Alright so last night I was scrolling, right? Saw this clip of Rihanna just owning the floor at some event, then immediately after, Naomi Campbell’s iconic walk from like the 90s popped up. And man, the confidence! I thought, “How hard can it actually be? Looks kinda natural, maybe?” So yeah, decided right there on the couch to try learning their moves today. Spoiler: it ain’t natural.
Getting Started: Setting The (Very Amateur) Stage
First things first. I cleared the biggest patch of floor in the living room. Moved the coffee table – nearly took out a lamp doing that. Grabbed my sturdiest pair of heels, not even close to runway height, but they click. Figured I needed music. Put on some Rihanna track loud enough to feel it but not annoy the neighbours.
My thought process was simple:
- Step 1: Just stand right.
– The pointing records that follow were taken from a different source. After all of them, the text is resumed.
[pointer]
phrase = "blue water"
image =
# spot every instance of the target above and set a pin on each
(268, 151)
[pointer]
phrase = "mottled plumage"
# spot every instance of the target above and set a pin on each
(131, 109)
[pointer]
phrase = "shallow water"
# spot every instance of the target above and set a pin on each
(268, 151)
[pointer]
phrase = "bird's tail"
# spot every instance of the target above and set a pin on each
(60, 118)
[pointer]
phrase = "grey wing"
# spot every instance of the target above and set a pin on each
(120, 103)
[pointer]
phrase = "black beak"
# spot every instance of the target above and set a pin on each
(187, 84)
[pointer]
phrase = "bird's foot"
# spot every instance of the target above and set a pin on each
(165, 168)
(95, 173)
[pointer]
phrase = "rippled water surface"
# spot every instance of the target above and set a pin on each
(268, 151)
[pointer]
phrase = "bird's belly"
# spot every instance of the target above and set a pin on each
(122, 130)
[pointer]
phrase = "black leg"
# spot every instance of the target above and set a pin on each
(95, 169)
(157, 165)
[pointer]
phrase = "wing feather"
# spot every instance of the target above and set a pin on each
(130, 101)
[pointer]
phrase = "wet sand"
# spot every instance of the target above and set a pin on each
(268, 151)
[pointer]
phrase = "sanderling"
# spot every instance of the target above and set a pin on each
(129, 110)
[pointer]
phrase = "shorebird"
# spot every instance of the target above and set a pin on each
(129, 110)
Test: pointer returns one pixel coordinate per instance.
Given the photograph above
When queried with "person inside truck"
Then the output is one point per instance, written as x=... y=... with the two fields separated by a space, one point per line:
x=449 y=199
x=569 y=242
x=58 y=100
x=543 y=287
Posture. Shoulders back, chin up. Easy? Thought so. Stood in front of the big mirror looking all awkward. Felt stiff. Had to constantly remind myself: “Shoulders DOWN. Back straight. Don’t slouch!”
- Step 2: The stance. Naomi has this power stance. Tried to mimic it. One foot slightly forward, weight back. Felt… unnatural, like I was about to topple backwards. Shifted my weight. Still weird.
The First (Disastrous) Steps
Okay. Posture kinda sorted-ish. Time to move. Aiming for that Rihanna vibe first: cool, effortless, a bit of swagger.
- Attempt 1: Took a step. More like a clomp. Tripped slightly over my own foot trying to look “chill”. Arms didn’t know what to do! Looked like I was searching for a handrail.
- Attempt 2: Focused on putting one foot directly in front of the other. Sounds simple. IS NOT SIMPLE. My hips felt locked. Walked a super straight line okay-ish, but looked like a robot soldier, not a superstar. Zero cool factor.
- Attempt 3: Tried the hips. Oh boy. That hip sway thing they do? Looks amazing on them. On me? It started as a slight swing, felt good! Then I overcompensated. Twisted too hard, lost my balance on the heel, grabbed the bookshelf to avoid eating carpet. Mortifying.
Switching Gears: Naomi Mode (High Heels, High Fear)
Got discouraged. Thought maybe Rihanna’s cool walk wasn’t for me. Switched to trying that powerful, long-stride Naomi Campbell walk I remember so well.

Yeah, worse idea.
- Step 1: Trying to take those HUGE, assertive strides she does. Almost did the splits unintentionally. My legs are not that long. Felt ridiculous stretching that far.
- Step 2: The fierce face. Standing in the mirror trying to look “intense” and “powerful”. Achieved “mildly constipated”. Not good.
- Step 3: Combining it all: long stride, hip motion (controlled this time!), intense face, arms swinging purposefully. It lasted three steps. Then the stride length made my heel catch the floor edge. Wobble. Wobble. Wobble. Had to bail and step out of the shoe. Epic fail.
Small Victories & Realizations
After way too many near-ankle twists and silent prayers not to break anything, I slowed down. Ditched trying to be Rihanna or Naomi directly.

- Found something that worked (slightly): Started walking the straight line again. Kept shoulders back. Focused ONLY on placing the heel down first, then rolling through the foot smoothly to the toe. Click. Step. Click. Step. Did that for ages, walking back and forth. It started feeling less robotic.
- Then I added ONE THING: A tiny, tiny hip shift with each step. Not forced. Just letting the leg movement naturally cause a small sway. HUGE difference. Instantly looked less stiff. Still nowhere near theirs, but actually passable.
- The Big Realization: Their walks look effortless because it’s drilled in muscle memory. The posture, the arm swing (didn’t even get into that properly!), the way the foot hits the floor perfectly… all of it. Every piece has to work together. It’s like learning to ride a bike again, but in heels trying not to die.
End of session? Feet kinda hurt. Pride a little bruised. But I kinda, almost, for a few steps, felt the tiniest bit smoother than when I started. Gotta keep practicing before I walk down the canned food aisle like that though. Takes way more work than I thought!